Pulou no Tanque

Alguns acontecimentos nos causam espanto em nossa pobre ou rica vida. Eles nos deixam tão parvos que não sabemos se gritar é o melhor, se rir, chorar, puxar os cabelos, sentar ou...simplesmente esperar que o tempo passe.

Um desses casos me aconteceu no começo do ano de 1985. Meu filho Júnior sempre foi e é, desde que nasceu, muito calado. Mostrou-se de um temperamento completamente diferente dos nossos outros filhos. Costumamos dizer que ele “puxou” o temperamento do “vô” Dito, o neto que meu pai mais gostava.

Quando chegávamos na cada deles para costumeira visita semanal, meu pai o chamava para a cozinha e perguntava se ele queria pipoca. Adivinha se ele dizia que sim aos pulos de alegria. Com satisfação estampada no rosto carrancudo meu pai se punha no fogão e panela na mão, a estourar pipoca era o neto e não fazia questão de dizer que “era pro menino”.

O Júnior cresceu calado não demonstrando muito suas emoções. Tenho uma foto dele com dois anos de idade, tomando sua refeição que parece que ela travava uma guerra imensa com o prato e o talher. Cara fechada e, sempre que alguém perguntasse se estava com algum problema ele dizia seco: NÃO! E a investigação não tinha êxito.

Ele sempre e até hoje tem um temperamento que considero alegre, transmite alegria nas rodas em que está e, ninguém fica triste. Tem sempre uma piada, um caso, alguma observação que arranca risos e gargalhadas de quem está presente, mas... “sério, muito sério”.

Em 1985 o ano letivo havia terminado e ele concluíra a quarta série primária. A escola queimou alguns papéis num terreno baldio em frente de nossa casa. Após a fogueira todos os meninos da rua, inclusive ele, foram ver de perto as cinzas deixadas pela fogueira.

E começou a investida dos maiores, incentivando a vaidade dos menores: “Quem tem coragem de pular lá no meio da cinza”? Quem não pular é isso, é aquilo. Eu tenho, eu não tenho e, ai que o Júnior disse que tinha e zás...de um pulo estava lá , pulando.

De repente... Ai! Ai! Saiu correndo pulando como um saci, chorando. Os meninos o acompanharam até casa num completo alvoroço.

O que aconteceu? Que gritaria é essa? Perguntei. O pai estava olhando o Junior pulando dentro do tanque e chorando: “Queimei os meus pés, pai”. “Como que aconteceu isso, menino?

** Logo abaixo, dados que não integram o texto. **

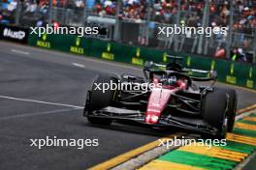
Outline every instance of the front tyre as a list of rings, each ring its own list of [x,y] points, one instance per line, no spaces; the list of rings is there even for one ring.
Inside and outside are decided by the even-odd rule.
[[[229,96],[229,104],[228,104],[228,132],[232,132],[235,120],[236,120],[236,112],[237,112],[237,104],[238,104],[238,94],[233,89],[227,88],[215,88],[215,90],[226,93]]]
[[[88,94],[89,99],[86,102],[89,102],[89,104],[85,104],[84,111],[87,111],[85,115],[87,115],[87,120],[91,124],[97,124],[97,125],[111,125],[112,120],[112,119],[106,119],[106,118],[98,118],[93,116],[93,111],[100,110],[104,107],[107,107],[111,105],[115,97],[115,91],[111,90],[110,88],[103,91],[103,89],[97,88],[97,85],[99,84],[106,84],[106,83],[117,83],[116,78],[113,78],[112,76],[98,76],[94,79],[91,91]]]
[[[203,119],[211,127],[218,129],[215,135],[204,137],[222,139],[227,135],[228,115],[227,115],[227,96],[218,91],[208,92],[203,99],[202,114]]]

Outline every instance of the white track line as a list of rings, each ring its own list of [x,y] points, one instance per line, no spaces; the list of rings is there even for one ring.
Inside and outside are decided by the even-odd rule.
[[[11,49],[11,51],[14,52],[14,53],[23,54],[23,55],[29,55],[30,54],[29,52],[21,51],[21,50],[18,50],[18,49]]]
[[[85,68],[84,65],[79,64],[79,63],[72,63],[73,66],[79,67],[79,68]]]
[[[42,104],[58,105],[58,106],[66,106],[66,107],[73,107],[73,108],[83,108],[82,106],[78,106],[78,105],[63,104],[63,103],[57,103],[57,102],[48,102],[48,101],[41,101],[41,100],[27,99],[7,97],[7,96],[0,96],[0,98],[7,99],[26,101],[26,102],[37,102],[37,103],[42,103]]]
[[[80,109],[80,108],[58,109],[58,110],[51,110],[51,111],[45,111],[45,112],[38,112],[38,113],[28,113],[28,114],[21,114],[21,115],[5,116],[5,117],[0,117],[0,121],[16,119],[16,118],[30,117],[30,116],[47,115],[47,114],[52,114],[52,113],[63,113],[63,112],[79,110],[79,109]]]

Você não estava jogando bola”? Estava, sim, mas os meninos perguntaram que tinha coragem de pular na cinzas da escola e eu pulei.O fogo estava pagado. Não tinha mais fogo. Só que por baixo ainda tinha fogo, pai. Ta doendo muito”. “ E vai piorar, porque você não devia ter pulado na água, e ainda com sabão”!

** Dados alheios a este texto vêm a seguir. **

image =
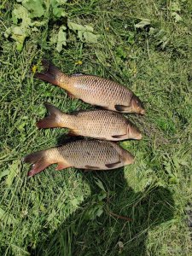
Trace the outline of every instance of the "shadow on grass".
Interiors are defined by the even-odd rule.
[[[172,193],[160,186],[134,192],[123,168],[82,175],[90,184],[90,196],[46,241],[29,248],[31,255],[146,255],[148,230],[173,217]],[[96,185],[96,177],[106,192]],[[103,210],[100,217],[98,209]]]

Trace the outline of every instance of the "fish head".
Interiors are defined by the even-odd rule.
[[[141,131],[131,122],[129,122],[127,125],[127,134],[129,137],[128,138],[131,138],[135,140],[142,139]]]
[[[137,96],[133,95],[130,105],[132,113],[137,113],[141,114],[145,113],[143,104]]]
[[[131,165],[134,163],[134,156],[125,149],[123,149],[122,159],[125,165]]]

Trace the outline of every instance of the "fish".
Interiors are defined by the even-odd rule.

Nós corremos com ele para o Pronto Socorro. Os dois pés queimados, cheios de bolha enormes. Que lição dolorida, meu Deus. Culpamo-nos por tê-lo deixado na rua brincando, se estivesse lá dentro não teria tido ataque de valentia e não teria se queimado. Não vimos quando ele veio correndo e pulou no tanque com roupa de molho com sabão. Só ouvimos o banzé, a gritaria nos chamando. Ele ficou de “ molho” por muito tempo deitado sem poder andar e nem pular em nenhuma fogueira apagada, até os pés ficarem bons e ele poder andar. Recebeu muitas visitas dos amigos e houve também muita gozação, inclusive do pai da mãe e dos irmãos.

Depois do fato passado rimos muito da ingenuidade e até hoje, com trinta e dois anos, nos lembramos do corre-corre, o encontro dentro do tanque, muito pálido de dor e de medo do pai, do diretor da escola, que, diga-se, foi muito descuidado e irresponsável.

Águas passadas que deixaram marcas em nossas vidas que, podemos dizer até que engraçadas e, depois da dor o riso.